A Autora é uma pessoa coletiva, uma sociedade comercial (sociedade anónima).
As pessoas coletivas manifestam a sua vontade deliberando, através das suas assembleias ou reuniões de sócios.
Através de deliberações válidas, e dentro dos poderes estatuários que expressamente previam a possibilidade do seu Conselho de Administração constituir mandatários, a Autora, através do seu Conselho de Administração deliberou a constituição de procuradores, (onde se inclui G…) para movimentar as contas bancárias da empresa, mandatando-os para a prática de tais atos, vindo a conferir poderes á sua funcionária G…, mediante procuração que outorgou àquela para movimentar as contas bancárias da empresa. De todas as procurações que foram outorgadas pela Autora àquela funcionária ao longo do tempo resulta de forma inequívoca que os poderes que lhe eram conferidos tinham de ser exercidos em conjunto, com o administrador ou com outro procurador.
Posto isto.
Procuração e mandato são figuras jurídicas distintas, que podem coexistir, mas não coexistem necessariamente. Sendo a procuração um ato unilateral, o mandato é um contrato que impõe a obrigação de celebrar atos jurídicos por conta de outrem, ao passo que a procuração confere o poder de os celebrar em nome de outrem, como refere Inocêncio Galvão Telles, Contratos Civis, pág. 7. Vale por dizer que o mandato é um contrato de prestação de serviço, mediante o qual o mandatário assume a obrigação de praticar atos jurídicos de acordo com as indicações e instruções do mandante, quer quanto ao objeto, quer quanto à própria execução, podendo ser com ou sem representação (artigos 1178º e 1180º do Código Civil). A procuração é, diversamente, um negócio jurídico unilateral autónomo, pelo qual alguém atribui a outrem, voluntariamente, poderes representativos (artigo 262º/1 do Código Civil).
A outorga da procuração tem, por via de regra subjacente um negócio-base.
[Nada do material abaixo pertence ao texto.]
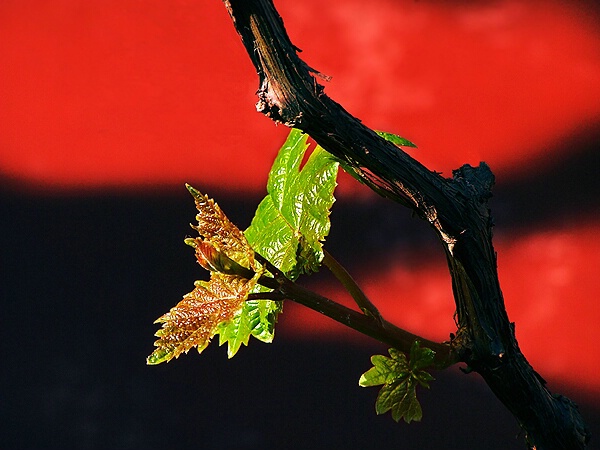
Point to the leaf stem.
(383, 331)
(350, 285)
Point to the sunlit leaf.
(288, 229)
(293, 219)
(399, 376)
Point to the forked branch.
(455, 208)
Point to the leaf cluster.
(400, 377)
(288, 229)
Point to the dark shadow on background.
(83, 279)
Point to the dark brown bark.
(456, 209)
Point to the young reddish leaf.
(223, 250)
(215, 228)
(195, 320)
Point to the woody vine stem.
(455, 208)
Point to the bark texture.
(456, 208)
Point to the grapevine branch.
(455, 208)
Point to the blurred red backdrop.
(113, 94)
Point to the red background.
(123, 96)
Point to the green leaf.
(288, 229)
(395, 139)
(399, 376)
(293, 219)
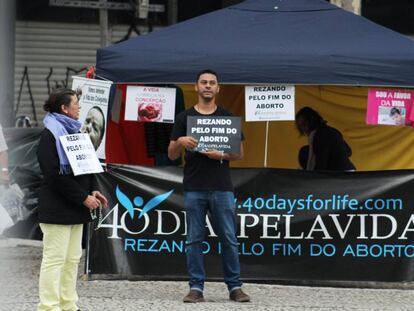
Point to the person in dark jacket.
(327, 148)
(65, 204)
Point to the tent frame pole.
(266, 143)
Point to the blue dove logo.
(138, 202)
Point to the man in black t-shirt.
(207, 187)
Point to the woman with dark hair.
(327, 148)
(65, 204)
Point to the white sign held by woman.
(81, 154)
(94, 110)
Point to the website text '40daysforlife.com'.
(310, 202)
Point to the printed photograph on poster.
(150, 104)
(270, 102)
(93, 99)
(389, 107)
(215, 133)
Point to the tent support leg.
(266, 141)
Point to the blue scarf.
(61, 125)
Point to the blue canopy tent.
(267, 41)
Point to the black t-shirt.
(200, 172)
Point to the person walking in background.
(207, 187)
(327, 148)
(65, 202)
(4, 160)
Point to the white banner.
(94, 110)
(150, 104)
(270, 103)
(81, 154)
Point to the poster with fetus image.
(150, 104)
(389, 107)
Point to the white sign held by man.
(81, 154)
(94, 110)
(270, 102)
(150, 104)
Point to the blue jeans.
(223, 212)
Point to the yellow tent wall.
(374, 147)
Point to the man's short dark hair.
(212, 72)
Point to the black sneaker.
(239, 296)
(194, 296)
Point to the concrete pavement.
(19, 270)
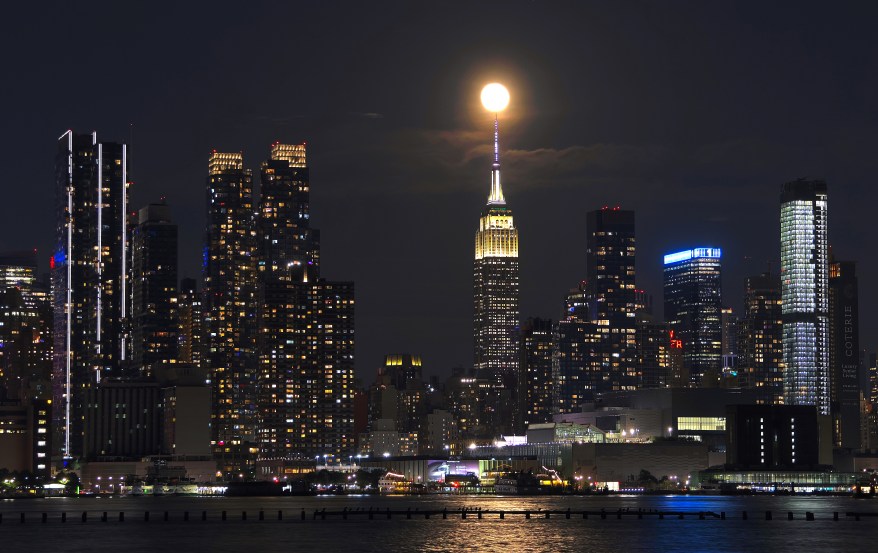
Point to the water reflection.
(402, 535)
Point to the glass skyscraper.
(693, 309)
(804, 259)
(89, 275)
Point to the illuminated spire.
(496, 196)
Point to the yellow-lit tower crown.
(495, 269)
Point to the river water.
(512, 534)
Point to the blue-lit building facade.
(804, 260)
(693, 308)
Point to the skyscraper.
(693, 309)
(25, 329)
(760, 344)
(844, 353)
(229, 305)
(286, 261)
(611, 295)
(653, 352)
(574, 376)
(534, 386)
(154, 320)
(804, 260)
(89, 275)
(190, 346)
(496, 285)
(306, 324)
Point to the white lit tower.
(804, 260)
(495, 271)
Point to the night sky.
(691, 113)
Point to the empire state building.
(496, 284)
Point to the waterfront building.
(776, 437)
(89, 275)
(154, 322)
(804, 259)
(693, 309)
(26, 437)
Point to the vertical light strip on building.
(100, 280)
(68, 392)
(124, 239)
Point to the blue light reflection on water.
(514, 533)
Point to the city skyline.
(679, 204)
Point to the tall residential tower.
(804, 260)
(693, 309)
(611, 297)
(496, 285)
(89, 275)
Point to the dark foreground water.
(512, 534)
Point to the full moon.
(495, 97)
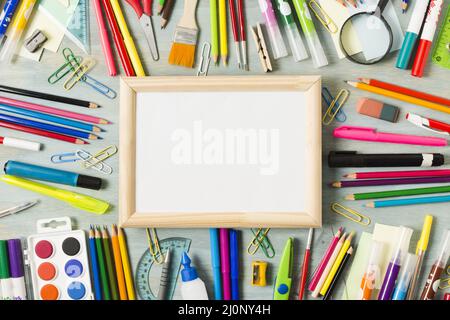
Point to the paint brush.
(185, 39)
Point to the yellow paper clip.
(341, 99)
(259, 269)
(323, 17)
(350, 214)
(79, 73)
(153, 246)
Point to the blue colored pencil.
(48, 127)
(408, 201)
(50, 118)
(215, 262)
(94, 266)
(234, 257)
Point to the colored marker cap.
(15, 258)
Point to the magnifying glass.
(374, 33)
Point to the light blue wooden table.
(25, 74)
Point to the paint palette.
(58, 261)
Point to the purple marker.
(16, 270)
(388, 286)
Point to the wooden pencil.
(109, 265)
(118, 262)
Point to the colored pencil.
(54, 111)
(389, 182)
(94, 265)
(305, 265)
(118, 262)
(399, 96)
(104, 38)
(50, 118)
(338, 274)
(326, 257)
(48, 97)
(110, 265)
(118, 40)
(48, 127)
(397, 193)
(398, 174)
(43, 133)
(408, 201)
(126, 265)
(406, 91)
(102, 266)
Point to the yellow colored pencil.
(118, 262)
(126, 265)
(128, 39)
(399, 96)
(336, 265)
(223, 31)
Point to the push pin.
(36, 41)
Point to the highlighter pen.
(33, 172)
(426, 38)
(225, 263)
(401, 290)
(76, 200)
(17, 28)
(16, 269)
(276, 39)
(312, 39)
(215, 262)
(412, 33)
(421, 248)
(6, 17)
(234, 257)
(295, 41)
(392, 272)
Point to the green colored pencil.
(101, 265)
(110, 265)
(397, 193)
(214, 30)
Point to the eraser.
(377, 109)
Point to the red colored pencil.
(398, 174)
(406, 91)
(118, 40)
(40, 132)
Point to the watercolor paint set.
(58, 261)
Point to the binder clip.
(261, 47)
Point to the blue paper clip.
(327, 99)
(65, 157)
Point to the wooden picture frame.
(129, 90)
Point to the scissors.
(145, 18)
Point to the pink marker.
(225, 263)
(371, 134)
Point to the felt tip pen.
(412, 33)
(276, 39)
(16, 30)
(426, 38)
(34, 172)
(298, 49)
(309, 30)
(371, 134)
(76, 200)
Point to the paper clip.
(153, 246)
(350, 214)
(261, 240)
(79, 73)
(338, 102)
(65, 157)
(323, 17)
(100, 166)
(205, 60)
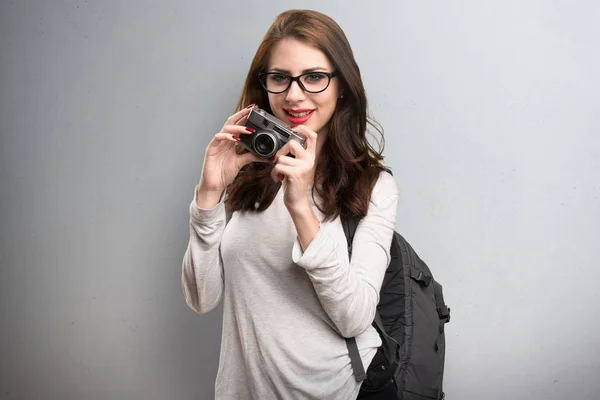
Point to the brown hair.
(348, 166)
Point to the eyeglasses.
(311, 82)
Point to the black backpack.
(410, 319)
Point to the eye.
(278, 78)
(314, 77)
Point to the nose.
(294, 93)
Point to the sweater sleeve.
(202, 269)
(349, 291)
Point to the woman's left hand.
(297, 172)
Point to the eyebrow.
(303, 71)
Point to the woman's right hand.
(221, 162)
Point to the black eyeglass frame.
(329, 75)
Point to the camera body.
(270, 135)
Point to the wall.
(491, 118)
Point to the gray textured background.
(491, 111)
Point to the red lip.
(298, 120)
(297, 110)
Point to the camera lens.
(264, 144)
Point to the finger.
(221, 136)
(310, 136)
(283, 151)
(240, 115)
(237, 129)
(296, 149)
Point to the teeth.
(299, 115)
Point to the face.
(295, 106)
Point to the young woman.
(280, 263)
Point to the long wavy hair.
(347, 166)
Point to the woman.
(280, 263)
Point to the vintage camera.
(270, 134)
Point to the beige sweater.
(286, 312)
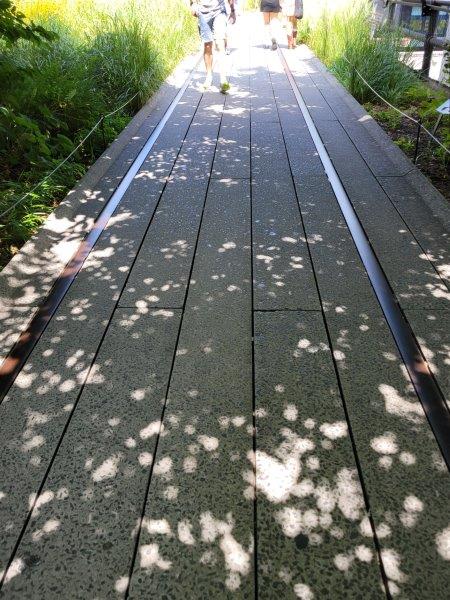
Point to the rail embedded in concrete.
(426, 387)
(15, 360)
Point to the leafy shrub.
(97, 57)
(344, 40)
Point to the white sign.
(444, 109)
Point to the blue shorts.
(212, 28)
E tipicamente, o negócio-base da procuração é um contrato de mandato com representação.
É dentro deste condicionalismo que, G…, se vem a relacionar com o Banco Réu, importando desde logo apurar se G… atuou dentro dos limites dos poderes que lhe foram concedidos pela autora, através das procurações que outorgou, nomeadamente ao movimentar a conta bancária da Autora, através do sistema de homebanking.
Desde já convém referir que, não constitui facto controvertido, o facto da conta da Autora no banco Réu, terem, a partir duma determinada altura (por acordo entre as partes) passado a ser movimentada através do sistema de homebanking, o que ocorreu durante mais de uma dezena de anos.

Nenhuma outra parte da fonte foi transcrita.